Animesh Roy is inspired by the furious passion of Van Gogh, the adventure in Robert Louis Stevenson and the grit in Papillon, by Messner (Reinhold) for being alone with the mountains, the irreverence and bohemia of Henry Miller, the rebellious youths in The Wild One, saying “What are you rebelling against? What’ve you got?”, the sublime serenity of Tagore (Rabindranath) and Ray (Satyajit), and the courage and greatness of the Mahatma (Mohandas Karamchand Gandhi).

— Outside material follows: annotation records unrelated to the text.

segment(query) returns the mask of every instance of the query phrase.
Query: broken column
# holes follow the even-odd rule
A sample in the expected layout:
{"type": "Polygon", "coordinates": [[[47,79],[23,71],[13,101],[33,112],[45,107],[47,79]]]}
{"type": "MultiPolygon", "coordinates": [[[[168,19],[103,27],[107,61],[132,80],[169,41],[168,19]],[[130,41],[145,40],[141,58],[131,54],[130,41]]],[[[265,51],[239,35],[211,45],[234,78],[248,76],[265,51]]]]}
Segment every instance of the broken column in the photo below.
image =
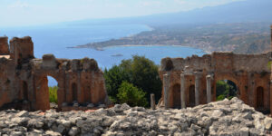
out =
{"type": "Polygon", "coordinates": [[[0,55],[9,54],[7,39],[7,37],[0,37],[0,55]]]}
{"type": "Polygon", "coordinates": [[[210,75],[206,76],[206,83],[207,83],[207,103],[211,102],[211,77],[210,75]]]}
{"type": "Polygon", "coordinates": [[[185,101],[185,75],[182,73],[180,74],[180,100],[181,100],[181,108],[186,108],[186,101],[185,101]]]}
{"type": "Polygon", "coordinates": [[[155,95],[154,93],[151,94],[151,107],[152,110],[155,110],[155,95]]]}
{"type": "Polygon", "coordinates": [[[199,86],[200,86],[200,74],[195,72],[195,102],[196,106],[199,105],[199,86]]]}
{"type": "Polygon", "coordinates": [[[164,90],[164,109],[168,109],[168,92],[169,92],[169,75],[163,74],[163,90],[164,90]]]}

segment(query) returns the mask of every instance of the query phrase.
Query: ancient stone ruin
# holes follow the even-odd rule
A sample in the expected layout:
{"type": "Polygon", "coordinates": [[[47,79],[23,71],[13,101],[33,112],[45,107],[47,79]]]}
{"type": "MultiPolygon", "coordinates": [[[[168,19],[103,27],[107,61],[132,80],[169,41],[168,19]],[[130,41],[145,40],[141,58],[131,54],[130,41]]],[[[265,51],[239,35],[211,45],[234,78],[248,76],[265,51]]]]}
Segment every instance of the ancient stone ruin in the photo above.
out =
{"type": "Polygon", "coordinates": [[[202,57],[164,58],[160,70],[163,90],[159,106],[185,108],[214,102],[217,81],[230,80],[238,87],[239,99],[257,111],[269,112],[272,110],[271,54],[271,52],[213,53],[202,57]]]}
{"type": "Polygon", "coordinates": [[[34,56],[31,37],[0,37],[0,107],[29,111],[49,110],[47,76],[58,83],[58,110],[105,107],[107,97],[102,72],[95,60],[34,56]]]}

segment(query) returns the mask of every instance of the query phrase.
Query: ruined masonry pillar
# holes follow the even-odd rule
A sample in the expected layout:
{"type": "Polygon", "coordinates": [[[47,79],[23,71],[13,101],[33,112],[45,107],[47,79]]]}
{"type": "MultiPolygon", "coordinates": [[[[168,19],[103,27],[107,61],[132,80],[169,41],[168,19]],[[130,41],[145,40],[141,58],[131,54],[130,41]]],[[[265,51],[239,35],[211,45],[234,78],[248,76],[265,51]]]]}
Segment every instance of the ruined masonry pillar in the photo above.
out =
{"type": "Polygon", "coordinates": [[[155,110],[155,108],[156,108],[155,105],[156,105],[156,103],[155,103],[155,94],[151,93],[151,107],[152,110],[155,110]]]}
{"type": "Polygon", "coordinates": [[[200,79],[200,76],[198,73],[195,73],[195,77],[196,77],[196,80],[195,80],[195,102],[196,102],[196,106],[199,105],[199,86],[200,86],[200,82],[199,82],[199,79],[200,79]]]}
{"type": "Polygon", "coordinates": [[[180,100],[181,100],[181,108],[186,108],[185,101],[185,75],[184,73],[180,74],[180,100]]]}
{"type": "Polygon", "coordinates": [[[210,75],[206,76],[206,83],[207,83],[207,103],[211,102],[211,82],[210,82],[210,75]]]}
{"type": "Polygon", "coordinates": [[[169,75],[163,74],[163,101],[164,101],[164,109],[168,109],[168,92],[169,92],[169,75]]]}

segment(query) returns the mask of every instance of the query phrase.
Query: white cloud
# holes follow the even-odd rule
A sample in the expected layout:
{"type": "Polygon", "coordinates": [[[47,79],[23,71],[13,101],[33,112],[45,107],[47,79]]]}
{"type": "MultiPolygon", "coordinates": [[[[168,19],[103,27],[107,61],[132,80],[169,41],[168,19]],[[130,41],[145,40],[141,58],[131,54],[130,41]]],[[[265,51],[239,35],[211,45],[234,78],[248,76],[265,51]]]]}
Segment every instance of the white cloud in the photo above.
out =
{"type": "Polygon", "coordinates": [[[140,6],[153,6],[153,5],[160,5],[161,2],[159,1],[141,1],[140,2],[140,6]]]}
{"type": "Polygon", "coordinates": [[[20,0],[11,4],[9,6],[9,8],[28,8],[30,7],[30,5],[27,4],[26,2],[22,2],[20,0]]]}
{"type": "Polygon", "coordinates": [[[175,2],[176,4],[179,4],[179,5],[184,5],[184,4],[186,4],[186,1],[185,1],[185,0],[174,0],[174,2],[175,2]]]}

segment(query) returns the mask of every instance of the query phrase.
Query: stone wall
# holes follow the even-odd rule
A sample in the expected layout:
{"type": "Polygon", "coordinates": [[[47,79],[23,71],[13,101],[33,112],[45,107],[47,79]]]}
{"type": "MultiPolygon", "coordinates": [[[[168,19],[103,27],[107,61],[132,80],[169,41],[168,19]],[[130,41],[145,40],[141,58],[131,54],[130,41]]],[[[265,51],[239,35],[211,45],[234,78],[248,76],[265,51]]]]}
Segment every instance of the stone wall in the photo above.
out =
{"type": "Polygon", "coordinates": [[[47,76],[58,83],[59,111],[110,104],[102,72],[95,60],[56,59],[53,54],[36,59],[31,37],[13,38],[10,46],[10,58],[0,57],[0,109],[50,109],[47,76]]]}
{"type": "Polygon", "coordinates": [[[0,37],[0,55],[9,54],[7,37],[0,37]]]}
{"type": "Polygon", "coordinates": [[[216,83],[230,80],[238,86],[238,97],[247,104],[269,111],[271,54],[213,53],[202,57],[164,58],[160,75],[168,82],[163,82],[162,98],[164,93],[168,94],[159,105],[181,108],[182,103],[184,107],[207,103],[207,98],[216,101],[216,83]]]}

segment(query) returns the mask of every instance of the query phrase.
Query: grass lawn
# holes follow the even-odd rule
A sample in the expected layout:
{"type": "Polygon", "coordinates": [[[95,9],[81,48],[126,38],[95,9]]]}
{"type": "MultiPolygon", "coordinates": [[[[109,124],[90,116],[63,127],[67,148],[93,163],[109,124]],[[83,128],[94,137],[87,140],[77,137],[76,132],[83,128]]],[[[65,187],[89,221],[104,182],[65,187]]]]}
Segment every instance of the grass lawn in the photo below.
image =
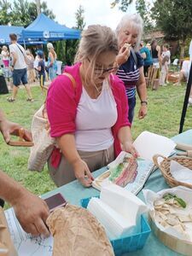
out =
{"type": "MultiPolygon", "coordinates": [[[[39,87],[32,87],[34,102],[26,102],[25,90],[20,90],[15,102],[8,102],[8,95],[0,96],[0,108],[9,120],[30,129],[32,115],[44,101],[39,87]]],[[[179,122],[185,94],[185,85],[160,87],[157,91],[148,90],[148,116],[137,119],[139,101],[136,108],[135,119],[131,128],[135,139],[143,131],[149,131],[172,137],[178,133],[179,122]]],[[[192,107],[188,108],[183,131],[192,127],[192,107]]],[[[149,147],[149,145],[148,145],[149,147]]],[[[0,168],[22,183],[36,195],[41,195],[55,188],[49,178],[47,167],[42,172],[27,170],[29,148],[6,145],[0,136],[0,168]]]]}

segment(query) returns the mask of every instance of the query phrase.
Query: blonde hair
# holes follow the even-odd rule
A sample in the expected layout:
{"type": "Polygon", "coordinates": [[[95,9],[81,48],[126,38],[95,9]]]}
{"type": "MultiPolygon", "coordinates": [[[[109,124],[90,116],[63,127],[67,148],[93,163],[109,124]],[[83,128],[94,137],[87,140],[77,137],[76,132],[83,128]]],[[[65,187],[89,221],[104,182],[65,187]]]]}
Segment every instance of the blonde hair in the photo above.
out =
{"type": "MultiPolygon", "coordinates": [[[[90,74],[90,78],[93,79],[96,58],[104,52],[118,55],[119,48],[115,33],[108,26],[91,25],[82,32],[74,61],[84,62],[88,60],[90,67],[93,67],[90,74]]],[[[85,73],[85,83],[89,69],[85,73]]]]}
{"type": "Polygon", "coordinates": [[[120,22],[116,27],[115,32],[117,36],[119,36],[119,32],[122,32],[122,30],[124,30],[125,27],[130,27],[131,29],[136,30],[137,33],[138,33],[138,37],[136,42],[136,45],[134,46],[134,49],[137,51],[139,50],[139,45],[142,38],[143,26],[143,22],[142,17],[138,14],[127,14],[122,17],[120,22]]]}

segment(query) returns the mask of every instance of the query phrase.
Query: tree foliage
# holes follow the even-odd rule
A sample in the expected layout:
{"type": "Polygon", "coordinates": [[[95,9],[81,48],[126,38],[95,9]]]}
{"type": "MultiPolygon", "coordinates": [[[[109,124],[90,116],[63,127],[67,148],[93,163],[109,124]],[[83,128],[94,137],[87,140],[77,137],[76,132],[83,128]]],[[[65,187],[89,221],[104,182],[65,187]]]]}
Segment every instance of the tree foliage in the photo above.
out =
{"type": "MultiPolygon", "coordinates": [[[[85,26],[84,10],[81,5],[75,13],[76,26],[74,28],[82,31],[85,26]]],[[[78,49],[79,40],[68,39],[57,43],[57,53],[60,60],[63,61],[65,64],[72,65],[74,61],[74,56],[78,49]]]]}
{"type": "MultiPolygon", "coordinates": [[[[55,16],[47,7],[46,2],[40,5],[41,12],[50,19],[55,16]]],[[[29,3],[27,0],[15,0],[13,3],[9,0],[0,0],[0,24],[27,26],[38,16],[35,2],[29,3]]]]}
{"type": "Polygon", "coordinates": [[[119,5],[119,9],[121,9],[123,12],[125,12],[127,10],[128,6],[133,3],[133,0],[114,0],[111,3],[111,7],[113,8],[116,5],[119,5]]]}

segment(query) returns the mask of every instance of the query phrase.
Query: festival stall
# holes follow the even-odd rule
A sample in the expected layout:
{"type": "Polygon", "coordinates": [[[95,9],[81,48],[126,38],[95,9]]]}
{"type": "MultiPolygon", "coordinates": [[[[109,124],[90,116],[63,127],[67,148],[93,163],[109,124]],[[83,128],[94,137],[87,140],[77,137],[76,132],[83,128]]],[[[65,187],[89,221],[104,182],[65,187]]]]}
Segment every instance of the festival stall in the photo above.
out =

Born in one of the most artistic places in Bengal, Krishnagar, famous for its clay sculptures, Roy has been crisscrossing since a child as his parents had transferable jobs. A sense of adventure was instilled in him as a child through treks in the Himalayas — “Walking down to Saat Taal and getting lost on the way back in the darkness…..”

Inspiration comes from adventure, travel, meeting people, visiting villages, monasteries, temples, churches, mosques, and graveyards. He would not be able to work in the confines of a comfortable city studio. Though many of his works do get physically done in a studio – the germs are born on the road, while travelling, soaking in.

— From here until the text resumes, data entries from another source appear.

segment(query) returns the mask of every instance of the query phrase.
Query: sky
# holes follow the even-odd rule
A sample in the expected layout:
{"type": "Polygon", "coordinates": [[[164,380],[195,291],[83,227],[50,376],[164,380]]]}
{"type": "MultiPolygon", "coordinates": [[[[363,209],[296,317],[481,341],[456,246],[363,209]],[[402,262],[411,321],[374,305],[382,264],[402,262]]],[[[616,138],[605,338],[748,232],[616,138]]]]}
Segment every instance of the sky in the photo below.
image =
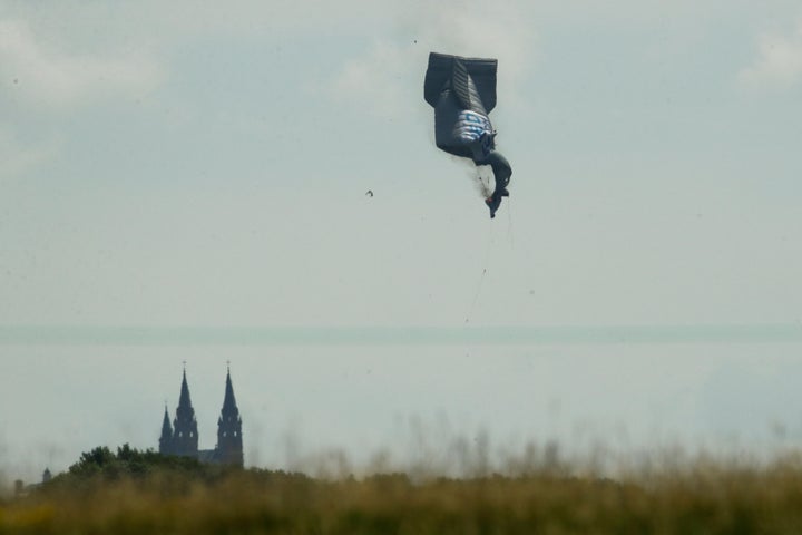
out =
{"type": "Polygon", "coordinates": [[[213,447],[226,361],[250,466],[799,445],[801,97],[791,1],[2,0],[0,477],[184,366],[213,447]],[[498,58],[492,221],[430,51],[498,58]]]}

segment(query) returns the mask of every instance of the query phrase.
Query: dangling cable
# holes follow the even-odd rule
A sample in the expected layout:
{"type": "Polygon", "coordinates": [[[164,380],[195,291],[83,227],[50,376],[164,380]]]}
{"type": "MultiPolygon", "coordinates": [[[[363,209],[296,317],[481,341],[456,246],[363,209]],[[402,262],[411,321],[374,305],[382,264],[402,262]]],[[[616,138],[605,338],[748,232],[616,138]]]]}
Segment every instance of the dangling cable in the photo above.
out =
{"type": "Polygon", "coordinates": [[[485,275],[487,275],[488,270],[488,263],[490,261],[490,246],[493,243],[493,226],[490,225],[490,234],[488,235],[487,246],[485,247],[485,260],[482,262],[482,272],[481,275],[479,275],[479,282],[477,283],[477,291],[473,294],[473,300],[471,301],[470,308],[468,309],[468,314],[466,315],[466,323],[470,322],[471,317],[473,315],[473,308],[476,307],[477,301],[479,300],[479,294],[481,293],[481,286],[485,282],[485,275]]]}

Roy has been a rebel and a traveller and his natural skills are completely untrained. His artistic growth did get stunted from four years of exile in the Delhi College of Art, trying to get a meaningless ‘art degree’. He planned for a ‘break’ like Papillon succeeding with two back to back solo shows just out of art college in 1992, thus earning the ire of the art critics and his art college professors!

Since then Roy has had several solo shows in major Indian cities and in Europe, with wide spread appreciation from the critics and collectors alike.

Roy travelled to Ladakh in 1995 in the comforts of an aircraft and called it – Travels with a Donkey – a R. L. Stevenson travelogue. He did some 100 drawings in and around Leh.

Then around 1997 he went into a hiatus — reading, learning how to drive and travelling furiously whenever his budget would allow — Nepal, Bhutan, America, Sikkim, Garhwal, Himachal, Rajasthan, Kutch, UP, Bengal, Goa, Madras. He stopped painting and exhibiting, cutting himself off from the ‘art world’ but continued quietly to do pen-and-ink drawings of places visited.

From 1996 to 2004 Roy did extensive pen-and-ink drawing of Delhi’s ruins: Mehrauli, Tughlakhabad, Adilabad, Sri, Sultan Ghari, Old Delhi etc., while constantly planning his next trip to Leh by road via Manali a distance of over 3,000 km from Delhi and back.

In 2004 he went back to Ladakh, this time travelling alone in his jeep, battling severe high altitude sickness, driving through some of the world’s highest altitude roads and passes. He paints this time. Early 2006 he visited Banaras and came back to his studio in Delhi to produce some 30 odd paintings in acrylics on canvas mostly inspired by the spring and summer of Delhi and a new found joy in his heart.

Roy is now back to his first love – painting.

In the summer of 2006 Roy went back to the Himalayas…to the Kullu Valley in Himachal Pradesh, painting the waterfalls and mountainscapes in acrylics on canvas. By the time monsoon came he was back to the plains, painting the fields in the villages around Delhi. During this time Roy finally switched to oils… a medium till now avoided by him due to the fear that it was not suited to his temperament! Many wise men had advised him against using oils!! But lately Roy was very unhappy with the results of Acrylic paints.. ‘It’s too muddy and there’s no sparkle’. So he started oils. Initially it was difficult to work outdoors with oils but he has adapted and has been working since in oils.

Roy went to Poland in 2007. It was early spring and the earth was coming back to life after a harsh winter… everyday fresh blades of grass and wild flowers would spurt… soon the landscape was flooded with flowering tress, shrubs, herbs… it was difficult to keep pace with ever-changing landscape.. before you could decide and go back to a spot the flowers have gone and was greeted by something new!

He spent about six months in Poland, travelling and painting. By the time he packed his easel and paints, he had finished about sixty odd works during his sojourn. Most of the works were done in the open air, and when the weather would turn too rough for outdoors, he would do some still life indoors.

Why Poland? Heart has its reason which the mind can’t fathom:

“Adventure is not in the guidebook

and beauty is not on the map. Seek and you shall find.” — Elliot Porter

 Roy is currently painting in Europe….trying to complete his art ‘degree’ in the beautiful landscape and museums of Europe!!